Credo però che le cose abbiano smesso di funzionare quando ci siamo resi conto di non essere poi così ribelli, così diversi dagli altri. Mostrare il nostro anticonformismo è diventato meno appagante. E, paradossalmente, è stata proprio la strada a insegnarcelo: tra le migliaia e migliaia di persone che ci sono passate davanti, molte ci assomigliavano. Io stesso mi sono abituato all’idea di non essere diverso abbastanza, mi sono fidanzato, ho iniziato a sentire un bisogno di stabilità che non c’era mai stato prima. Ho smesso di viaggiare e trovato un lavoro vero perché mi servivano soldi e le occupazioni saltuarie non potevano più bastare. Forse non era la vita adatta a me oppure sono semplicemente cresciuto”.
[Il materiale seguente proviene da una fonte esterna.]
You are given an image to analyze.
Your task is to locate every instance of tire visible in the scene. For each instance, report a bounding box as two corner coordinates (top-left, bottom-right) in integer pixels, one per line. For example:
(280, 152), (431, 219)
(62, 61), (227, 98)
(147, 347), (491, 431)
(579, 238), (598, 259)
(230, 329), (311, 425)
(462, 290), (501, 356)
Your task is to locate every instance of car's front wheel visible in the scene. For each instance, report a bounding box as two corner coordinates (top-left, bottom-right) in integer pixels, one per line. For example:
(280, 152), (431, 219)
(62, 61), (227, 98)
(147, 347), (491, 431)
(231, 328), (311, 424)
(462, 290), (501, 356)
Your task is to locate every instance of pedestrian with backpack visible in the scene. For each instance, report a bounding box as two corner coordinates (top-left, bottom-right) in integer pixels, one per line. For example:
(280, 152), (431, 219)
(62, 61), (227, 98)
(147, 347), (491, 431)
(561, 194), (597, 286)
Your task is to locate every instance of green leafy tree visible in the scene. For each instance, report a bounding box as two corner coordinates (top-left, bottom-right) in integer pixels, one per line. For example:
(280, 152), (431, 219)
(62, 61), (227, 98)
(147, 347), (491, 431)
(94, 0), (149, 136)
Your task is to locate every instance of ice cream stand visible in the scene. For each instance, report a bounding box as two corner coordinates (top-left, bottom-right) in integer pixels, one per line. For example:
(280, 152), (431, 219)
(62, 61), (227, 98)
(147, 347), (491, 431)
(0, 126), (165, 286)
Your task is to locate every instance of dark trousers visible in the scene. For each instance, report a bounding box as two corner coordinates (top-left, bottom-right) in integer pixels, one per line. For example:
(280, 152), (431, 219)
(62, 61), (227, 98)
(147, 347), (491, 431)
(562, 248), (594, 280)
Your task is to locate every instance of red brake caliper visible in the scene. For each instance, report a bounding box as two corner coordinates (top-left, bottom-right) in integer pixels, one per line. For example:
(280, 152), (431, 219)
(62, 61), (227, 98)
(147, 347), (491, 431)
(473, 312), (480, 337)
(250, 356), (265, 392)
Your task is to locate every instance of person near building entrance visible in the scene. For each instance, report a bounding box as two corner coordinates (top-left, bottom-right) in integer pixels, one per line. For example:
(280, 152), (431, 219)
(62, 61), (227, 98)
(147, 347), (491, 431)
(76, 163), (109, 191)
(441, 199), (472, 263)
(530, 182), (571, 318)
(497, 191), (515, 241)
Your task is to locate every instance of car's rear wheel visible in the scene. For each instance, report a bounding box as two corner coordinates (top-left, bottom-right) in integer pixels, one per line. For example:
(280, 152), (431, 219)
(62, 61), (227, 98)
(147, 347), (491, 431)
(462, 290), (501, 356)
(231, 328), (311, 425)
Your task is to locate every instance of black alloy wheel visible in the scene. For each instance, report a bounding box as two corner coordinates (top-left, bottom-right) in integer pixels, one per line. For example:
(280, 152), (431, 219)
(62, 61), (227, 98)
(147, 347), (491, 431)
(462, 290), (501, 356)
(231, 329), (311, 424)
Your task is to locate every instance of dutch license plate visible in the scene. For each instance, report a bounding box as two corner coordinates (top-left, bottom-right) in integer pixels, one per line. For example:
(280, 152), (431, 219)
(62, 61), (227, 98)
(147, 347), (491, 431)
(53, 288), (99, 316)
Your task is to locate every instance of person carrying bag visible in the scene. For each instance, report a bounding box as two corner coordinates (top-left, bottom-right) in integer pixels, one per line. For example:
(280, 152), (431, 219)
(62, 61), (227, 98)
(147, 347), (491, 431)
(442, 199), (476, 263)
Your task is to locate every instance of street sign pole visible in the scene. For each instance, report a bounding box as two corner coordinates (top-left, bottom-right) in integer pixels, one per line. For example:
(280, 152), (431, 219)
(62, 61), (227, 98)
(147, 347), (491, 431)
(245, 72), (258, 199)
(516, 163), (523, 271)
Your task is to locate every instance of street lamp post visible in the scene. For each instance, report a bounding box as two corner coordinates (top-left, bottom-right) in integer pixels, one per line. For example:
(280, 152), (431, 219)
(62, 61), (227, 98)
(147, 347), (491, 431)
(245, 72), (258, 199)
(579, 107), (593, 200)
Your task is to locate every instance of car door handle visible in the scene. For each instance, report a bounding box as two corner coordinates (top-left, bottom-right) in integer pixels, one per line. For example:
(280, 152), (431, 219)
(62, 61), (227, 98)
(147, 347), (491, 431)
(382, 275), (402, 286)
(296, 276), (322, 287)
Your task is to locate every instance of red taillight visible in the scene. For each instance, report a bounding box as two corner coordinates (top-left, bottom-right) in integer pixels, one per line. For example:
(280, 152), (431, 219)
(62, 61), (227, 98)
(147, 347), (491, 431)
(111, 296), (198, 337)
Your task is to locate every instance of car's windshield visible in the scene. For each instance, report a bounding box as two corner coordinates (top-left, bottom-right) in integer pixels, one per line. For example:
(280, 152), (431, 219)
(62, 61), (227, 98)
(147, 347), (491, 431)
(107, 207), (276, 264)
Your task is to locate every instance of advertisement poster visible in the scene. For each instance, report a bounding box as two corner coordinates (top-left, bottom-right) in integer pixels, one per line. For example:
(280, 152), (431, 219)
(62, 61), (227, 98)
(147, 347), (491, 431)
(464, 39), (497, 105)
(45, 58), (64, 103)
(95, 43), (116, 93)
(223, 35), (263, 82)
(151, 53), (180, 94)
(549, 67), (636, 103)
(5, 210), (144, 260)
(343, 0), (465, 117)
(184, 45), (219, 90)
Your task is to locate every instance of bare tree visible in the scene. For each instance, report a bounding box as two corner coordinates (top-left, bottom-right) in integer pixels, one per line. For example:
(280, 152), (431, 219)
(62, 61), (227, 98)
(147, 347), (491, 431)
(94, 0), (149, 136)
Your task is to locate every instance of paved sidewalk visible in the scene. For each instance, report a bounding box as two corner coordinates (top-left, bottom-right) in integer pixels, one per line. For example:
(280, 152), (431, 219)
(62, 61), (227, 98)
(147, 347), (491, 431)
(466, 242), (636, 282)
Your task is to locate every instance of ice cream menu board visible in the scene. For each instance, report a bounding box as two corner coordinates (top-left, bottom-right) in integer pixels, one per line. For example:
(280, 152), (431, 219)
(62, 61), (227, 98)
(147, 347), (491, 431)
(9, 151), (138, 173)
Ma com’era la vita da busker di cui non ha più voluto saperne? “Capitava che i miei genitori non avessero notizie per giorni e giorni. Se ci spostavamo in un’altra città, il più delle volte lo facevamo in autostop e non era facile trovare un veicolo abbastanza spazioso, considerando che eravamo tre e in più avevamo con noi gli strumenti. Più avanti, dopo aver preso la patente, abbiamo iniziato a guidare a turno la macchina di un nostro amico. Prendevamo autobus o treni soltanto nei casi estremi. Una volta arrivati in città, cercavamo un buon posto per suonare e ci mettevamo all’opera, cercando di racimolare dei soldi che poi dividevamo in parti uguali. Era come essere in tournée, solo che il nostro palcoscenico era la strada e non eravamo ricchi come i cantanti di professione, anzi, per risparmiare ci capitava persino di dormire in tenda o in macchina. A volte trovavamo ospitalità da qualche conoscente o tramite il couchsurfing, ma chiaramente non era una soluzione che poteva durare per troppi giorni. Altre volte andavamo negli ostelli della gioventù o cercavamo qualcosa di conveniente, soprattutto in inverno. Per il cibo ci arrangiavamo allo stesso modo: puntavamo sulla sostanza e sul risparmio, ma ci è capitato anche di andare alla Caritas. Non è che ne vada fiero, adesso. Semplicemente lo facevamo perché ci illudevamo di poter vivere liberamente, facendo unicamente quello che ci piaceva e che ci rendeva felici, senza magari trovare un lavoro noioso o diventare abitudinari. Alla lunga, però, non può funzionare. Se non riesci a farne un lavoro, e molti non ci riescono, devi guardare in faccia la realtà e fare un passo indietro per andare avanti”.